My heart hurts for people who chose to pursue careers or possessions in place of beginning a family, and truly breaks for those who desire and pray for a child, but have not been blessed with one yet. I know that nothing I could ever earn or own would be superior to being a mother. Mother and Father may be common place titiles, but they are still distinguished.

That being said, Neverland is still tempting at times.

Now my biggest problem is that I keep noticing that Henry is growing up, and it is quite devastating. For example, last week Henry wasn't ready to go down at bedtime. I apparently tearfully told him that he could either go to sleep or stay awake listening to me cry while telling him about how he is growing up too fast. He chose sleep. Afterward Zac told me "This happens every time you don't feel well or get too tired...it's weird."

I'm going to take him with me when I move.  (And Zac, of course!)

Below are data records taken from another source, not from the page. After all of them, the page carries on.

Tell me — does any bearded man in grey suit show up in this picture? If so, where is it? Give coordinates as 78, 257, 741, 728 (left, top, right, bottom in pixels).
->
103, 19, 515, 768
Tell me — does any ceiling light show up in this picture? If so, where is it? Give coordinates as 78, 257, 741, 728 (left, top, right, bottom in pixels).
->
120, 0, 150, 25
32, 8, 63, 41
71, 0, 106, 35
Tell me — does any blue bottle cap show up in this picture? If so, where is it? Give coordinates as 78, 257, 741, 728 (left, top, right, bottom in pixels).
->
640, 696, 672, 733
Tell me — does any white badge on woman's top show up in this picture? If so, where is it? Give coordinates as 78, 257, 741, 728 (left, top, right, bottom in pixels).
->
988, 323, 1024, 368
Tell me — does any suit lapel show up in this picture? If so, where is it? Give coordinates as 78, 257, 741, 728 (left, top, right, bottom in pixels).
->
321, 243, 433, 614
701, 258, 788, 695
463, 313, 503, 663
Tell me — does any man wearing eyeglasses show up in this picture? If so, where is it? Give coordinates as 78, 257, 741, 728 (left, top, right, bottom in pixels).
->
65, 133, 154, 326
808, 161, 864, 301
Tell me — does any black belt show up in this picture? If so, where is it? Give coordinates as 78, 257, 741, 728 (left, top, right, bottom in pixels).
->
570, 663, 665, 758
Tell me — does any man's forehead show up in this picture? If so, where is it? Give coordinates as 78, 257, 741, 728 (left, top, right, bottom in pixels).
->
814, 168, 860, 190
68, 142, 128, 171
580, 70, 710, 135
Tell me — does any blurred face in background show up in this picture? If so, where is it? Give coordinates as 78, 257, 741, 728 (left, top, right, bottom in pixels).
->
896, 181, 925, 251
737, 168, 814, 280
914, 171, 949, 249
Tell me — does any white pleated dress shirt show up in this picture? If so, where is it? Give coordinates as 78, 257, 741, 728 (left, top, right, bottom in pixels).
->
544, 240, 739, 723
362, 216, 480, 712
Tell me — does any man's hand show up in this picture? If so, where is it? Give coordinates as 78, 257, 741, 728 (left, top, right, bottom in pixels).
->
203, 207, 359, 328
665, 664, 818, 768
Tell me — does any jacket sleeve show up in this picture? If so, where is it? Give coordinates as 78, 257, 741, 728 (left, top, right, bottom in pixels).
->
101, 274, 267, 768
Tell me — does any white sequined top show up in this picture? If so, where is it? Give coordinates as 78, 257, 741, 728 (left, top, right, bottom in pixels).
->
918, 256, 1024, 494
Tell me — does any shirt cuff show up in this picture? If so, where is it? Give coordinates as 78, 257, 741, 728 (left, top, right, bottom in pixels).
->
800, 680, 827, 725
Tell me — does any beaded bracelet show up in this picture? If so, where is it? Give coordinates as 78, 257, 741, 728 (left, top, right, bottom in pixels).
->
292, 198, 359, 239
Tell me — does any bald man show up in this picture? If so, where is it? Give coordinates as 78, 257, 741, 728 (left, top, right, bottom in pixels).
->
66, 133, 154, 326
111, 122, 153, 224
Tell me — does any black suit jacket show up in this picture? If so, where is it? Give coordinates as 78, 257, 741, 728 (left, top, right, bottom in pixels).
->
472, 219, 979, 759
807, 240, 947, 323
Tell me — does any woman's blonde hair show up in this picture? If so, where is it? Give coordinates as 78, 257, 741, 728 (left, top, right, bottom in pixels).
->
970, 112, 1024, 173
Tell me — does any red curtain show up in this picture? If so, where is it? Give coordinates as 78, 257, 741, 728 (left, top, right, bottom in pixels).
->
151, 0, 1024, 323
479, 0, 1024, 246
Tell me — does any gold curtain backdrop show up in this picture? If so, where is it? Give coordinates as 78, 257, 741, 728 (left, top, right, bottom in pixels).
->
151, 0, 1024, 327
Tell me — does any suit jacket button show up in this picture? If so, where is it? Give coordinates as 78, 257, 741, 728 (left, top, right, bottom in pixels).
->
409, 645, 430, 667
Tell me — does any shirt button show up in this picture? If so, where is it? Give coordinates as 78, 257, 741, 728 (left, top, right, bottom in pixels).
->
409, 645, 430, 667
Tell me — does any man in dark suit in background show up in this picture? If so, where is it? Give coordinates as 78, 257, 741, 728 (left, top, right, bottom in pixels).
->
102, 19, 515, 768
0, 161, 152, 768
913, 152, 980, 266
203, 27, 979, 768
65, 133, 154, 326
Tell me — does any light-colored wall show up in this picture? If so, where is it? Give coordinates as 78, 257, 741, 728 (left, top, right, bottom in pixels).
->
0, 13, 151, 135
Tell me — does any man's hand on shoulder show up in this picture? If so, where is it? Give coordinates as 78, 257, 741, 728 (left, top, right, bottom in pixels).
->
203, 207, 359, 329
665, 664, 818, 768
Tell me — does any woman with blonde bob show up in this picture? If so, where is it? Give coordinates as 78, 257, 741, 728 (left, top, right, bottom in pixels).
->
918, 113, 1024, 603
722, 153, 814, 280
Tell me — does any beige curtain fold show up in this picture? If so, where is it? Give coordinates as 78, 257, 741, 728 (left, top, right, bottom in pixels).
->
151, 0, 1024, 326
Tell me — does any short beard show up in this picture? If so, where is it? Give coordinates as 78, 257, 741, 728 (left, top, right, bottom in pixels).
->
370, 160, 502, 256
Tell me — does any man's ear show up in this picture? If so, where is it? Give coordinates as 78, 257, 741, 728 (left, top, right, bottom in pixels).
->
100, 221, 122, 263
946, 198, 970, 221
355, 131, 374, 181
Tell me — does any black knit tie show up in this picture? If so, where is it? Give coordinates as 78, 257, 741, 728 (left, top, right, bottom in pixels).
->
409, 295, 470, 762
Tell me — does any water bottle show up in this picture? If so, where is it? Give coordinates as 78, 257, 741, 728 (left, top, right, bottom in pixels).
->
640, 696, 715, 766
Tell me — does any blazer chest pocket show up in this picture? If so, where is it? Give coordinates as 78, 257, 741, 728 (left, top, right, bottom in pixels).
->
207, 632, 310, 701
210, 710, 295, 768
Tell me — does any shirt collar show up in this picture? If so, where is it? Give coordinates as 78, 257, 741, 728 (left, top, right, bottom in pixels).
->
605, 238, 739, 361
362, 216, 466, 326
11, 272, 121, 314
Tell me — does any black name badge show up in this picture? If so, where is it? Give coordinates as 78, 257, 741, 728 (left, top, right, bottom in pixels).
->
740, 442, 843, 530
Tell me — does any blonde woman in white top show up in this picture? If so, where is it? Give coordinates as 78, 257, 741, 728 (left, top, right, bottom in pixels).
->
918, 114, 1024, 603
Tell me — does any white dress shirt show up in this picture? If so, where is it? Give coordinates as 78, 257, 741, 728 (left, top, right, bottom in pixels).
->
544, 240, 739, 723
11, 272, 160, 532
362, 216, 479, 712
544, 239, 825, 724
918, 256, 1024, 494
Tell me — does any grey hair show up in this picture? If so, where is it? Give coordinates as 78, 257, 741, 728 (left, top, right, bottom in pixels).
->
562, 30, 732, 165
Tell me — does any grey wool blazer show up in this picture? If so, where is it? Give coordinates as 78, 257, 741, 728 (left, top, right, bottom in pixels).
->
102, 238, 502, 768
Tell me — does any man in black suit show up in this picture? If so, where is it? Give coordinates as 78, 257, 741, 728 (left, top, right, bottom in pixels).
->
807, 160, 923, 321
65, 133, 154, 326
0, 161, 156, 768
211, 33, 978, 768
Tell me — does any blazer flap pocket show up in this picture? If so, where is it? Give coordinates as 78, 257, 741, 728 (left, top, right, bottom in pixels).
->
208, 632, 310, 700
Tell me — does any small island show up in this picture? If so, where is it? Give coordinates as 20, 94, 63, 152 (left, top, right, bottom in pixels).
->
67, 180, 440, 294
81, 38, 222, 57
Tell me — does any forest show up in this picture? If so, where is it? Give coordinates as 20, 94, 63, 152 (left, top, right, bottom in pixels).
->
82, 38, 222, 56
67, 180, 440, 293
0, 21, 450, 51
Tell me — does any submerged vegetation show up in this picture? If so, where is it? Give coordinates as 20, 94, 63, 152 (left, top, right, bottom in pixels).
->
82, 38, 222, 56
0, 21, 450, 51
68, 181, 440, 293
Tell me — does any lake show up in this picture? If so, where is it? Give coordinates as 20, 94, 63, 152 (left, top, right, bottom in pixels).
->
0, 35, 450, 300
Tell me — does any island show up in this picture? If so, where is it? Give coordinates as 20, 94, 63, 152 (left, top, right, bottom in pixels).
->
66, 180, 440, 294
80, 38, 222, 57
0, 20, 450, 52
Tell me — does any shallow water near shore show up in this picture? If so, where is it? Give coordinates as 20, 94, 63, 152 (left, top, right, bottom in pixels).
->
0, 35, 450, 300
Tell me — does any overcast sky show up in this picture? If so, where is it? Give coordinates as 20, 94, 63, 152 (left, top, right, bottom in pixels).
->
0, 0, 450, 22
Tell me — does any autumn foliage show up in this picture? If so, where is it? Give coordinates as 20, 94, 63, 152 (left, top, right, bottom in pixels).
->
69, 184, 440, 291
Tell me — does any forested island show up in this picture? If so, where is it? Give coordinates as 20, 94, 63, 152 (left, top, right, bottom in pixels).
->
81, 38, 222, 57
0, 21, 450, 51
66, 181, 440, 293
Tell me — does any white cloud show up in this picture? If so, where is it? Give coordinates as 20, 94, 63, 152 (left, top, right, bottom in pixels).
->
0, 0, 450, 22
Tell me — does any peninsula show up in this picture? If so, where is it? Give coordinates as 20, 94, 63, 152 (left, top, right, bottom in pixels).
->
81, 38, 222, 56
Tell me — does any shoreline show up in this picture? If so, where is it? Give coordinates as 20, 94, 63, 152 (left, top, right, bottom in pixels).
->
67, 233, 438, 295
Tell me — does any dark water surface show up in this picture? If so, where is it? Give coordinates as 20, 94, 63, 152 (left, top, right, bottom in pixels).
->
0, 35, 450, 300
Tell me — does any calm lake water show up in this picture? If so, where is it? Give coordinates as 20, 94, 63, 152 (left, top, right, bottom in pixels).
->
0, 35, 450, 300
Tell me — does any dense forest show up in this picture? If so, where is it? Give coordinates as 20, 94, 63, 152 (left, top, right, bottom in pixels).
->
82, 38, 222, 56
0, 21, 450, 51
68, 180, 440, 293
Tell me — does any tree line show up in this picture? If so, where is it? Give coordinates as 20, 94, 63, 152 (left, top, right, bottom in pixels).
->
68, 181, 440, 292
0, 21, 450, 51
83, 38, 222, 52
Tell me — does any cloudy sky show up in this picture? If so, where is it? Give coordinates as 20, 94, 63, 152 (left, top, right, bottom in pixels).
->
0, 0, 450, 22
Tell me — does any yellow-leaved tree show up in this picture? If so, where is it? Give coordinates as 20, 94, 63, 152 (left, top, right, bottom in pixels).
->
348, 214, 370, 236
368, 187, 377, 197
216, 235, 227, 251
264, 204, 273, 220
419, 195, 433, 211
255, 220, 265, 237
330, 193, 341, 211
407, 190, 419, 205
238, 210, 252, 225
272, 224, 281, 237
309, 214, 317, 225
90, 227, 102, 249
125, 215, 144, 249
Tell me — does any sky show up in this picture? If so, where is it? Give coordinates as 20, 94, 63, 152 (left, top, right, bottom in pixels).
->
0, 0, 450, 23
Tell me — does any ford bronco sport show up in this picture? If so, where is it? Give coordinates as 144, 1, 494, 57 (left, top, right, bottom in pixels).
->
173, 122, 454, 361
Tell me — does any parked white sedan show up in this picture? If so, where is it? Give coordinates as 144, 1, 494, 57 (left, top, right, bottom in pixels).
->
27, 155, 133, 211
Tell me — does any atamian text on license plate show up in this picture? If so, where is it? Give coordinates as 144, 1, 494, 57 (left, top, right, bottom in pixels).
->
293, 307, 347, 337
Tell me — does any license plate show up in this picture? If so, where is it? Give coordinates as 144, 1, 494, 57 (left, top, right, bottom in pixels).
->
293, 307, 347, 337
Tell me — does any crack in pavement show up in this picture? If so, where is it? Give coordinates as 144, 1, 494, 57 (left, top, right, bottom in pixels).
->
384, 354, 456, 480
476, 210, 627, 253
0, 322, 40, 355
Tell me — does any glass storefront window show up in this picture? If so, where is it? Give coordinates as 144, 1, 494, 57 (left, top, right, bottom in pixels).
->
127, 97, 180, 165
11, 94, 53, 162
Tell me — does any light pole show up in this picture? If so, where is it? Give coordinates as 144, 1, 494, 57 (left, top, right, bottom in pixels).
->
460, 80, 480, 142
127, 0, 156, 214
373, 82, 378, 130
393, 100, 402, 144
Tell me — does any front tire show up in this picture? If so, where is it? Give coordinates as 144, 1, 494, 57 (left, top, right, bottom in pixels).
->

Actually, on second thought, we'll just stay here. Life is more complicated, taxing, and stressful with our little bundle of joy, but I don't mind the difficulty. It is also happier, more exciting, and fuller. I think we will save Neverland for all who foolishly choose not to grow up. Being a grown up is awesome, but it has less to do with ice cream than I had originally thought. Life as a grown up is actually amazing because embracing grown up responsibilities gives you the opportunity to become the absolute best version of yourself, and to make the best possible mark on the world. I guess I don't feel ripped off at all, I feel blessed and rewarded beyond measure. Though, I am still keenly interested in more sleep if anyone is in need of a kidney...





*Note: This post is not written as a judgement on anyone. I know how scary starting a family can be, and my intent is to share my experience in the hope that it might help others have confidence in their own intuitive decisions.